What do experts await for gold?
While the yellow metal could see a boost with the Fed standing pat, it might be short lived as the central bank is still expected to keep a move in December on the table.
Ted Sloup, senior market strategist at iiTrader said that gold is still in a big down trend despite the Fed leaving rates unchanged all year. “We are waiting for a catalyst that will push gold higher and we just don’t have it yet.”
Sean Lusk, director of commercial hedging at Walsh Trading, agreed that a rally would be short-lived.
Colin Ciesznski, senior market strategist at CMC Markets, said he is bearish on gold prices in the near-term. Even if they don’t raise rates at this meeting, Fed Chair Janet Yellen could stick to a hard stance at her press conference and signal that rates will move higher in October or December.
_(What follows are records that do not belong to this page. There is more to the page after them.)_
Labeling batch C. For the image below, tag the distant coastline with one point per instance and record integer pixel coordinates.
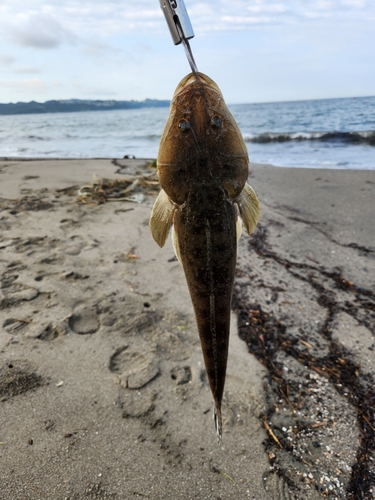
(76, 105)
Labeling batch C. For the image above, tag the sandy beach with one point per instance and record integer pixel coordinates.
(103, 392)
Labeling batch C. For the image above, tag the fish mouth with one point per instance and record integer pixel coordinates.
(191, 79)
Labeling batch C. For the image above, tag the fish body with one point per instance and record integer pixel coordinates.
(203, 166)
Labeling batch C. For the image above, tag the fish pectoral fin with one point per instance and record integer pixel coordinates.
(249, 207)
(161, 218)
(176, 246)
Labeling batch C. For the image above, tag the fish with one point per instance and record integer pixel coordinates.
(203, 167)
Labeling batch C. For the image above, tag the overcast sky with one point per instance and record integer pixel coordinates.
(256, 51)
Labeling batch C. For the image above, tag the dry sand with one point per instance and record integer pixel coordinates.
(102, 384)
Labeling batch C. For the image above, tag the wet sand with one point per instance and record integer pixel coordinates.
(103, 392)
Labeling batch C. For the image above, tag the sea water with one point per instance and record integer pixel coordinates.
(326, 133)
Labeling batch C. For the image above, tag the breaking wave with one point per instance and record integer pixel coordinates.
(363, 137)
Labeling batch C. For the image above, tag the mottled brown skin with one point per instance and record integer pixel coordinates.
(203, 167)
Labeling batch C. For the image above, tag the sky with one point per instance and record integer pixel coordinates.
(256, 51)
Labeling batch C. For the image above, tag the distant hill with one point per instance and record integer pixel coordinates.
(74, 105)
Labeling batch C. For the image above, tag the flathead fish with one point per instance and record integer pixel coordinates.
(203, 167)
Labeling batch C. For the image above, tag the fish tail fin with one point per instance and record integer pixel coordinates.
(218, 423)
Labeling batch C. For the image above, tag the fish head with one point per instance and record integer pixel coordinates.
(201, 142)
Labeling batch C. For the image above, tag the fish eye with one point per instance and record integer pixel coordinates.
(216, 121)
(184, 126)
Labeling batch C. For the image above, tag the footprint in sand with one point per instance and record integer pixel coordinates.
(46, 331)
(84, 321)
(17, 377)
(134, 366)
(13, 294)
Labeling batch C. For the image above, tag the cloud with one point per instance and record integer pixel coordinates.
(26, 70)
(27, 85)
(6, 59)
(41, 31)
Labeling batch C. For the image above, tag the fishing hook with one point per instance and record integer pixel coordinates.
(180, 28)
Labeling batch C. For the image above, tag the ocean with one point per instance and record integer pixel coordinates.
(326, 133)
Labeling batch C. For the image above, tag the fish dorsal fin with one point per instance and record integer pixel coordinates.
(161, 218)
(176, 245)
(238, 228)
(249, 207)
(218, 423)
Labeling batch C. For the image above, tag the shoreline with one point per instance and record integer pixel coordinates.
(102, 387)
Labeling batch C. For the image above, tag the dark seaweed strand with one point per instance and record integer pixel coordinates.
(265, 335)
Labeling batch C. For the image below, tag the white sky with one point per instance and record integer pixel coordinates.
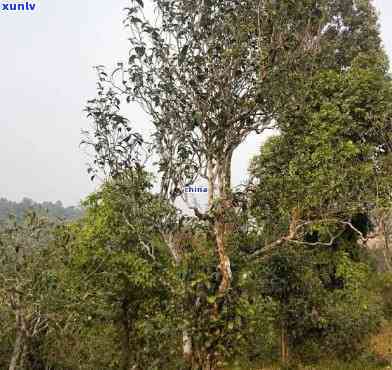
(46, 76)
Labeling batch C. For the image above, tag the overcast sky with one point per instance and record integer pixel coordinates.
(46, 76)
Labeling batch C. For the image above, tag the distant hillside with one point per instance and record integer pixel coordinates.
(55, 210)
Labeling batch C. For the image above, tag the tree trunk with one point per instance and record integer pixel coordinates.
(125, 355)
(224, 184)
(284, 345)
(17, 359)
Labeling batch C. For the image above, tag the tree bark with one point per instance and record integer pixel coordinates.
(284, 345)
(16, 362)
(126, 355)
(224, 184)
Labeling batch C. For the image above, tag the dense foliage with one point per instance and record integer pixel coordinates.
(53, 210)
(277, 271)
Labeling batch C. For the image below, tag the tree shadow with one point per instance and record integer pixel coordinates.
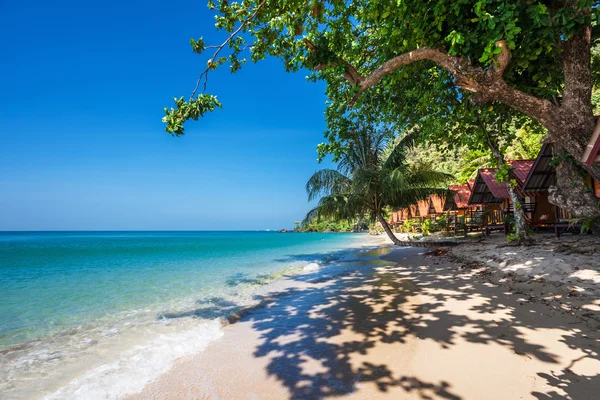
(315, 336)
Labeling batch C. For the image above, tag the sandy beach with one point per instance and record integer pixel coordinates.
(410, 327)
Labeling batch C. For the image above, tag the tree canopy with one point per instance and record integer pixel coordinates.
(372, 176)
(418, 64)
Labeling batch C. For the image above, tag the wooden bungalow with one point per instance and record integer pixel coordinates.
(494, 197)
(535, 189)
(457, 206)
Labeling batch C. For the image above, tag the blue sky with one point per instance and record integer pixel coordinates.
(82, 145)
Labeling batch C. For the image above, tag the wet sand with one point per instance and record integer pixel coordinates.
(411, 327)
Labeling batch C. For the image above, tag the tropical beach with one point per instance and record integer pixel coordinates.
(410, 326)
(300, 200)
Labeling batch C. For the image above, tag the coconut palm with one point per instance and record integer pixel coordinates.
(372, 175)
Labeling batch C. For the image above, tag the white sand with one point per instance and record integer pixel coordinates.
(412, 328)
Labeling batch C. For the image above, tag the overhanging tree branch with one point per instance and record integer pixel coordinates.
(487, 84)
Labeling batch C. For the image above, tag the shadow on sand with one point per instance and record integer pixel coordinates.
(371, 308)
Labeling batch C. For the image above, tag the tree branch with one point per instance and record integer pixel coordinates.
(487, 84)
(220, 47)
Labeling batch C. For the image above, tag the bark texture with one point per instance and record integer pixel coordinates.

The best scenario for the gold market would be increasing rates in September, as most analysts consider. While prices could dip to long-term support at $1,080 an ounce, it could be the contrarian view many have been waiting for.
Both Sloup and Lusk said at that level they would be looking to go long on a “pure contrarian play.”
Bernard Dahdah, precious metals strategist at Natixis, said that he could see gold prices dip to $1,050 /oz in reaction to the Fed hiking rates Thursday.
Adrian Day, president of Adrian Day Asset Management, said to Kitco News that it may take a week or two for the market to accept and digest the consequences of a rate hike, but agreed that it could be bullish for the metal.
“An increase would be modest and the market would give a sigh of relief that the long-awaited threat of higher rates is behind us and of no consequence,” he said.